Интересно отметить изменение оценки некоторых прежних литературных кумиров В. Шершеневича. Так И. Северянин для него теперь не является футуристом, да и само понятие "футуризм" принимается им не так безоговорочно, как раньше. Из поэтов-футуристов В. Шершеневич в ипостаси критика выделяет С. Третьякова, К. Большакова, Р. Ивнева, В. Маяковского (несмотря на то, что скоро они стану поэтическими соперниками) и, конечно же, самого себя.
Все вышесказанное относится к общей проблематике философии искусства. В чем же конкретно выражается "имажионизм" В. Шершеневича?
Отправной точкой для него служат, во-первых, требование новизны и оригинальности в творчестве (что само по себе совсем не оригинально) и особое соотношение формы и материала поэзии. Под материалом понимаются слово, ритм и рифма, а формой В. Шершеневич считает эстетическое отношение этих элементов, то есть структуру.
Вслед за Ф. Маринетти В. Шершеневич обращается к читательской психологии. Задачу поэта он видит в том, чтобы привести сознание читателя в динамическое состояние, постоянно шокируя его новыми образными сочетаниями, то есть раскрыть ему расколотость современной души, о которой В. Шершеневич писал в "Пунктире футуризма": Только новое и оригинальное способно нас взволновать, ошеломить, врезаться в кучу наших мыслей, наших впечатлений, подобно тому, как бешеный мотор врывается в толпу зевак и, умчавшись, оставляет раненого. Этот судорожно корчащийся мертвец и будет тем впечатлением, которое остается в нашем сознании. "[18]
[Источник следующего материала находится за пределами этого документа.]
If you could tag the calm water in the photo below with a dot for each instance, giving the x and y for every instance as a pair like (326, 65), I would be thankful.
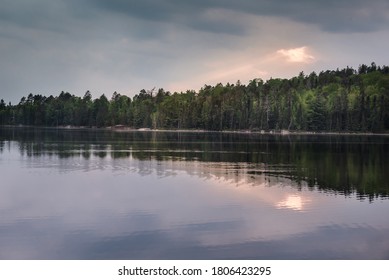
(155, 195)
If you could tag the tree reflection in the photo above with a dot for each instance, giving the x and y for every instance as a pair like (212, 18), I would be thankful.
(340, 164)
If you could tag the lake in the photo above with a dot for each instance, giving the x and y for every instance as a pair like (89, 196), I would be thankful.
(100, 194)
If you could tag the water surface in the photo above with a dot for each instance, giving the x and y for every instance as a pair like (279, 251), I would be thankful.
(96, 194)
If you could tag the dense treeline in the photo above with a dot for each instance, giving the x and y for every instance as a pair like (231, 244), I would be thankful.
(341, 100)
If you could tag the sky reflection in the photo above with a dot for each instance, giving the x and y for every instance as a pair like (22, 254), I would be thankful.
(106, 207)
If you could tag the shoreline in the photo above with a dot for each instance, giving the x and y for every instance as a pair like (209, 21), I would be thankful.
(254, 132)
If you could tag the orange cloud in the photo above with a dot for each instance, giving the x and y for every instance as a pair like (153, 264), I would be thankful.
(297, 55)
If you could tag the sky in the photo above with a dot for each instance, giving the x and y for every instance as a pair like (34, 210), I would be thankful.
(49, 46)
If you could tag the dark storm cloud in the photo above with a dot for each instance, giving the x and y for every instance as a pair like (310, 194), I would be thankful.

В осознании потери единства человеческой личности в большом городе и состоит цель футуризма. Но, если в "Футуризме без маски " футуризм представлялся конечным пунктом движения поэзии, то теперь В. Шершеневич полагает, что потеря поэтом души в большом городе - это только первый этап истинно современного творчества. За ним должен последовать некий синтез. Видимо об этом думал поэт, когда в конце книги говорил о грядущей "новой перегруппировке". [19]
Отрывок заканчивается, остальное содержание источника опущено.